Эта убежденность возникла у меня не сама по себе. Конечно же, она была лишь отражением той веры, которую мать вложила в ребенка, с самого своего рождения ставшего единственным смыслом ее существования и надежды. Мне было восемь лет, когда ее грандиозные виды на мое будущее вылились в сцену, комизм и ужас которой я никогда не забуду.

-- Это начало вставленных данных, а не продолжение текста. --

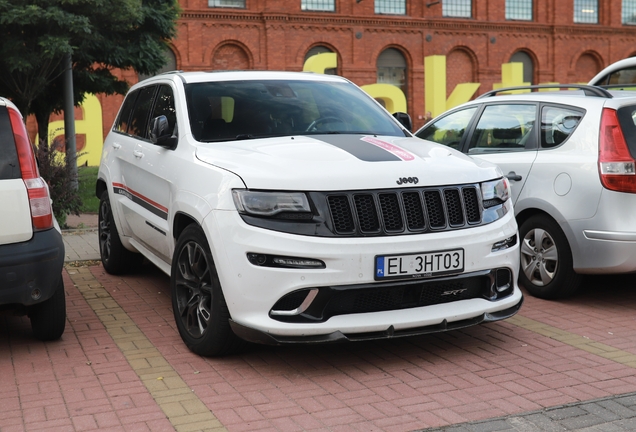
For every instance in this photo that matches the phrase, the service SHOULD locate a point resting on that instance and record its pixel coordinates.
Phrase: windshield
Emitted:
(234, 110)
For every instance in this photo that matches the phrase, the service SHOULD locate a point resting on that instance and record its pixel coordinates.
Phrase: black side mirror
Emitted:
(405, 120)
(160, 133)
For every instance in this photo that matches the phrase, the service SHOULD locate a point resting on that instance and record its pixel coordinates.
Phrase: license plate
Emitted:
(420, 265)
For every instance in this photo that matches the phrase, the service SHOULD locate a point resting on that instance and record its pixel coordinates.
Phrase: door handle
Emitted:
(513, 176)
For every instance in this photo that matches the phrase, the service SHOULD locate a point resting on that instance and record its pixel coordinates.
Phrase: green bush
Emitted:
(54, 170)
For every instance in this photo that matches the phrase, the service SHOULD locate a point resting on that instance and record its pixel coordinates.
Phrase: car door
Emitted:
(505, 134)
(149, 178)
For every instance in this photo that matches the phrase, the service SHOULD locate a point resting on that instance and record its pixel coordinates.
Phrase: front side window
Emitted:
(123, 119)
(450, 129)
(629, 12)
(164, 105)
(318, 5)
(586, 11)
(396, 7)
(227, 3)
(139, 119)
(557, 124)
(457, 8)
(503, 128)
(519, 10)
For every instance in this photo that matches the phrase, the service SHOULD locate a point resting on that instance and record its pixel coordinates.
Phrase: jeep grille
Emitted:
(403, 211)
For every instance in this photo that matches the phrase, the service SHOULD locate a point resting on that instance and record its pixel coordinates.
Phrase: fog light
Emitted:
(504, 244)
(263, 260)
(298, 262)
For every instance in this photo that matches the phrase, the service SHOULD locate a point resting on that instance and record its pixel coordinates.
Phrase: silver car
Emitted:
(570, 158)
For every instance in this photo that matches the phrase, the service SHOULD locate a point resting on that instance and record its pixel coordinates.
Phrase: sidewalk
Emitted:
(81, 241)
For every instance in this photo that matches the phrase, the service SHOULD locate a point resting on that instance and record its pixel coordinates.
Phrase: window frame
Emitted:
(313, 8)
(581, 7)
(211, 5)
(447, 14)
(387, 6)
(509, 18)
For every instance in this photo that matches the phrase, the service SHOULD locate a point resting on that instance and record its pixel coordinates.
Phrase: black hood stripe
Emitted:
(366, 148)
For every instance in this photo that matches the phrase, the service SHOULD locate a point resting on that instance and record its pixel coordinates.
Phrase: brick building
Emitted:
(387, 40)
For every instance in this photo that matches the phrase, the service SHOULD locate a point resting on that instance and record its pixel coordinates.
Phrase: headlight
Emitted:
(495, 192)
(270, 203)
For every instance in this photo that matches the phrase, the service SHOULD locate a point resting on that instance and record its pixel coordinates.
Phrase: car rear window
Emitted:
(9, 164)
(627, 119)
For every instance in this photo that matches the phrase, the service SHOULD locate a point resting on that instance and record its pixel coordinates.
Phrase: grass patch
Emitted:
(86, 179)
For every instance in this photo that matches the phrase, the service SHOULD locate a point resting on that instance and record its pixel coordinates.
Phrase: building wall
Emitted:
(276, 35)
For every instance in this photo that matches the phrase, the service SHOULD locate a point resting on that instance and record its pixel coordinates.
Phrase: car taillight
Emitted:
(616, 164)
(39, 199)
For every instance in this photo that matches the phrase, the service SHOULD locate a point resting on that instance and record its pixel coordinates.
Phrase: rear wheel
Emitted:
(48, 318)
(116, 259)
(198, 303)
(546, 259)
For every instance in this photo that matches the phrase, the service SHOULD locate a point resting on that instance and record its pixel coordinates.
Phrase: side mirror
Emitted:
(160, 133)
(405, 120)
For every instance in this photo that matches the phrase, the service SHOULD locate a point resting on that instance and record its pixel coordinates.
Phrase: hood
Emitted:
(344, 162)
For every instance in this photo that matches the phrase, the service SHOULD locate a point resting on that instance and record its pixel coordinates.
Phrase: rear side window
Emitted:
(623, 76)
(504, 128)
(557, 124)
(627, 120)
(450, 129)
(141, 113)
(9, 164)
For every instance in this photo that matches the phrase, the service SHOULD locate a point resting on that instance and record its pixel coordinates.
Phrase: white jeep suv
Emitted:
(291, 207)
(570, 157)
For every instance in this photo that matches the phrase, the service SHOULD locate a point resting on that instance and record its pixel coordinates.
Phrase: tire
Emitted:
(200, 311)
(116, 259)
(48, 318)
(546, 259)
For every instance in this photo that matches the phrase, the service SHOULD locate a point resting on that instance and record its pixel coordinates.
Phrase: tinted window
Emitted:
(623, 76)
(450, 129)
(164, 105)
(627, 119)
(9, 164)
(139, 118)
(557, 124)
(122, 122)
(503, 128)
(254, 109)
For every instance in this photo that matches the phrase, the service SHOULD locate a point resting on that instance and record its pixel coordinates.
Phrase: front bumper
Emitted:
(30, 271)
(252, 291)
(265, 338)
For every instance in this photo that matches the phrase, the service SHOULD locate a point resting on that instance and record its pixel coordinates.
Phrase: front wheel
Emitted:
(198, 303)
(116, 259)
(546, 259)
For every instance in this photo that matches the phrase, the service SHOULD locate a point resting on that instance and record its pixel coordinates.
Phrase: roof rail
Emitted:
(589, 90)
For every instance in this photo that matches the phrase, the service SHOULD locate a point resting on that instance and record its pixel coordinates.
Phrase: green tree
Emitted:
(99, 34)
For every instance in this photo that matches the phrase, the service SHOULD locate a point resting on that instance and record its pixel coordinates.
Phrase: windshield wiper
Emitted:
(244, 136)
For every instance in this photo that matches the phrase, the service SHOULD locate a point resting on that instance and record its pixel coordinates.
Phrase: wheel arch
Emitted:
(100, 187)
(181, 221)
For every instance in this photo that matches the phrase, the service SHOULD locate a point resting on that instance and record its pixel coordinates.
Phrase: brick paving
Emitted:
(121, 366)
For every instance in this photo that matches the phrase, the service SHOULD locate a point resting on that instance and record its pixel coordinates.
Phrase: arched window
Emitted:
(230, 57)
(170, 65)
(391, 68)
(528, 65)
(319, 49)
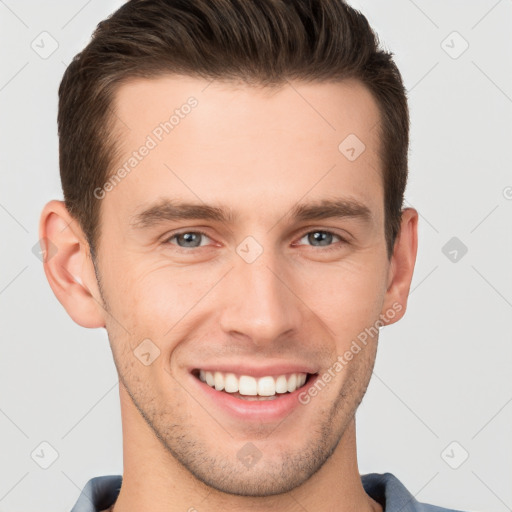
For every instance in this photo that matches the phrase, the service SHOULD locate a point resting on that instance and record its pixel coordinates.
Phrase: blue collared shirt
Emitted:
(101, 492)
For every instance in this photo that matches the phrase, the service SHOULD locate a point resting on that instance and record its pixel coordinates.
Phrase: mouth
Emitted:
(251, 388)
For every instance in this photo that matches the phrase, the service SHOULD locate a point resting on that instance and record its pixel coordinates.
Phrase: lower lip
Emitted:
(254, 410)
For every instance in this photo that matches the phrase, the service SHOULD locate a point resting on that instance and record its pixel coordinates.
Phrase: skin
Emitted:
(259, 152)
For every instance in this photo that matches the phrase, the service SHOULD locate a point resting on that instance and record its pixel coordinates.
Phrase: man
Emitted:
(233, 175)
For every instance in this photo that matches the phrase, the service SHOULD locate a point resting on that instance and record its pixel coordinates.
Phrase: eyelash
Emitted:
(198, 232)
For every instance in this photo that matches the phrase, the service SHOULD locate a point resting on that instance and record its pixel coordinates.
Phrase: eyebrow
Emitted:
(169, 210)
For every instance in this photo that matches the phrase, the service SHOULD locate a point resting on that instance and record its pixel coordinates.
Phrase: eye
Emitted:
(187, 239)
(322, 238)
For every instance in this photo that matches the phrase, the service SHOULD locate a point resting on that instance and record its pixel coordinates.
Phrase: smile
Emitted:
(247, 387)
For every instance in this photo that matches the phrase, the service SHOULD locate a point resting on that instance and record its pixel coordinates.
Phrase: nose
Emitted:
(258, 301)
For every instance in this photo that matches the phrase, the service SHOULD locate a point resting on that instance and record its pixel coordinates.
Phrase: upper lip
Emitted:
(256, 371)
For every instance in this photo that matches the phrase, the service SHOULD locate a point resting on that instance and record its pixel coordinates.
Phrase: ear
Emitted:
(68, 265)
(401, 267)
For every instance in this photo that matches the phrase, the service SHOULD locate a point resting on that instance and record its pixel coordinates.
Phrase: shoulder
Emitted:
(390, 492)
(98, 494)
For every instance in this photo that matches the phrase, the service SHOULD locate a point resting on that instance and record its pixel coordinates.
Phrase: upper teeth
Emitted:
(247, 385)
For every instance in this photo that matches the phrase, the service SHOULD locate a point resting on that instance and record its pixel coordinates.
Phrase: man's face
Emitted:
(263, 293)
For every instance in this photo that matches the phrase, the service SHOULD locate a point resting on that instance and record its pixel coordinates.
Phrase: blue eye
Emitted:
(190, 239)
(316, 238)
(323, 238)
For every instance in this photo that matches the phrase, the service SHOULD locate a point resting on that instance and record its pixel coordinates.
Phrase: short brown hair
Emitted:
(260, 42)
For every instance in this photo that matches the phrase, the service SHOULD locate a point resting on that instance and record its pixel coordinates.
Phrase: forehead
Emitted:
(250, 147)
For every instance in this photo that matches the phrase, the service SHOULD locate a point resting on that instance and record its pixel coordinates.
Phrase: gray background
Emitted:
(442, 382)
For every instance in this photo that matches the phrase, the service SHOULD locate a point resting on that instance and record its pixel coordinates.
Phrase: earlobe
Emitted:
(68, 265)
(401, 267)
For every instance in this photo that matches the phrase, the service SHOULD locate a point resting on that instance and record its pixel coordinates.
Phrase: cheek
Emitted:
(347, 296)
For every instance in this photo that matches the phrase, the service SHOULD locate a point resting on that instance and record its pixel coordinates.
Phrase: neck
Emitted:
(154, 480)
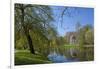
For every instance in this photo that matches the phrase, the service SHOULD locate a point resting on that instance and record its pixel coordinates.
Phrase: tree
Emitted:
(31, 17)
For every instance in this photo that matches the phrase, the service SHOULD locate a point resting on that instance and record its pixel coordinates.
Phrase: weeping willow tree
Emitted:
(32, 19)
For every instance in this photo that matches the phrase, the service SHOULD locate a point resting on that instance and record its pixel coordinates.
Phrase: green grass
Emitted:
(25, 58)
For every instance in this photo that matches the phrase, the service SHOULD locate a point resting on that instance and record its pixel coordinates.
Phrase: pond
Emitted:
(58, 58)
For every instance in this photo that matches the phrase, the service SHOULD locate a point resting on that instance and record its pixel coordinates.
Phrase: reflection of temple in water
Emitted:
(71, 37)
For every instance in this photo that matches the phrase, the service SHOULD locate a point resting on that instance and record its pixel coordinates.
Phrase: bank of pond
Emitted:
(65, 54)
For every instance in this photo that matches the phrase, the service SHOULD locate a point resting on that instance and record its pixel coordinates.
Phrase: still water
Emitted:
(58, 58)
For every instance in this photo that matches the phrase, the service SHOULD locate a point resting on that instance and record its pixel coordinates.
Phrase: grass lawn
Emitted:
(23, 57)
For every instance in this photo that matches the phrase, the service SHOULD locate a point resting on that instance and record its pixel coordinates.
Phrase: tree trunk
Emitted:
(29, 39)
(30, 44)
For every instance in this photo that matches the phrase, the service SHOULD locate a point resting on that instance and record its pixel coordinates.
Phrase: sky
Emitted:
(80, 15)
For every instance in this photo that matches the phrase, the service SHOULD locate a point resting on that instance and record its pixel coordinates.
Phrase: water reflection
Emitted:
(58, 58)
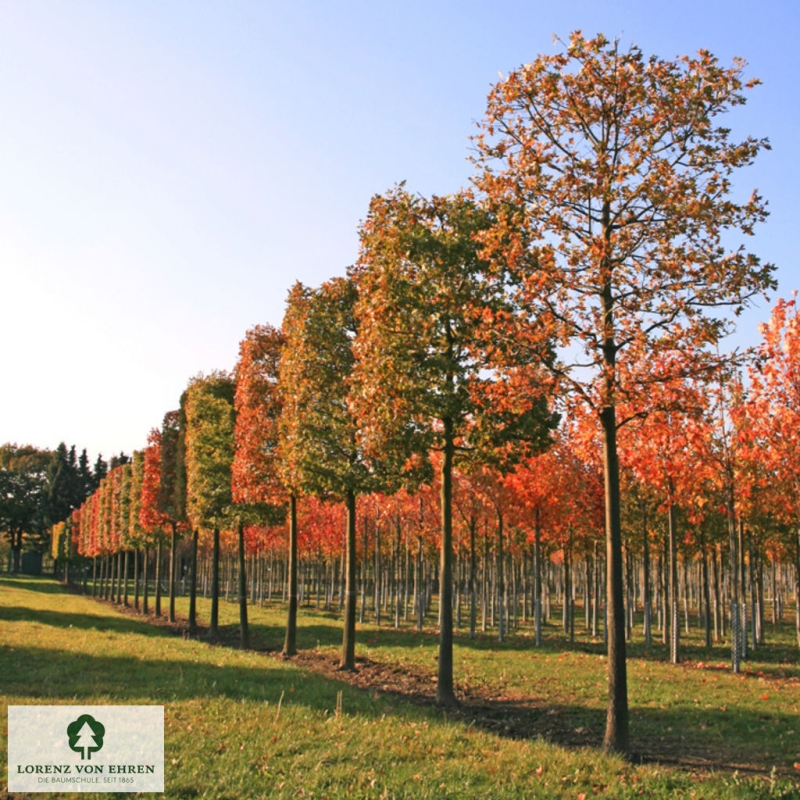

Мы тогда временно остановились в Вильно, в Польше — «проездом», как любила подчеркивать моя мать, прежде чем окончательно перебраться во Францию, где мне предстояло «вырасти, выучиться, стать кем-нибудь». Она зарабатывала нам на жизнь, изготавливая с помощью одной работницы дамские шляпки в нашей квартире, превращенной по такому случаю в «большой салон парижских мод». Ловкая выдумка с поддельными этикетками убеждала клиенток, что шляпки были произведением известного в ту пору парижского модельера Поля Пуаре. Она неутомимо ходила из дома в дом со своими картонками — еще молодая женщина с большими зелеными глазами на бледном лице, озаренном несокрушимой материнской волей, которую никакое сомнение не могло ни задеть, ни поколебать. Я оставался дома с Анелей, которая вот уже год всюду следовала за нами, с самого нашего отъезда из Москвы. Материальное наше положение было тогда самым плачевным, последние «фамильные драгоценности» — в тот раз настоящие — были уже давно проданы, а в Вильно стояли жуткие холода и сугробы вдоль грязных, серых стен росли все выше и выше. Шляпки продавались довольно плохо. Когда мать возвращалась из своих хождений, домовладелец не раз поджидал ее на лестнице, дабы объявить, что вышвырнет нас на улицу, если за квартиру не будет уплачено в двадцать четыре часа. И обычно в эти двадцать четыре часа за нее было уплачено. Как — я никогда не узнаю. Знаю только, что плата всегда вносилась, и печка была натоплена, и мать целовала меня с тем пламенем гордости и торжества в глазах, которые я так хорошо помню. На самом же деле мы были тогда на дне ямы — я не говорю «пропасти», потому что с тех пор узнал, что у пропасти нет дна и каждый из нас может побить там любой рекорд глубины падения, так и не исчерпав всех возможностей этого интересного устройства. Мать возвращалась из своих странствий по заснеженному городу, ставила шляпные картонки в угол, садилась, закуривала сигарету и смотрела на меня с сияющей улыбкой.
— Мама, что случилось?
— Ничего. Поди поцелуй меня.
Я подходил, целовал. Ее щеки пахли холодом. Она прижимала меня к себе, зачарованно глядя поверх моего плеча куда-то вдаль. Потом говорила:
— Ты будешь французским посланником.
Я понятия не имел, что это такое, но соглашался. Мне было только восемь лет, но я уже решил, что дам ей все, чего бы она ни пожелала.
— Ладно, — говорил я небрежно.
Сидевшая у печки Анеля смотрела на меня с уважением. Мать утирала счастливые слезы и сжимала меня в объятиях.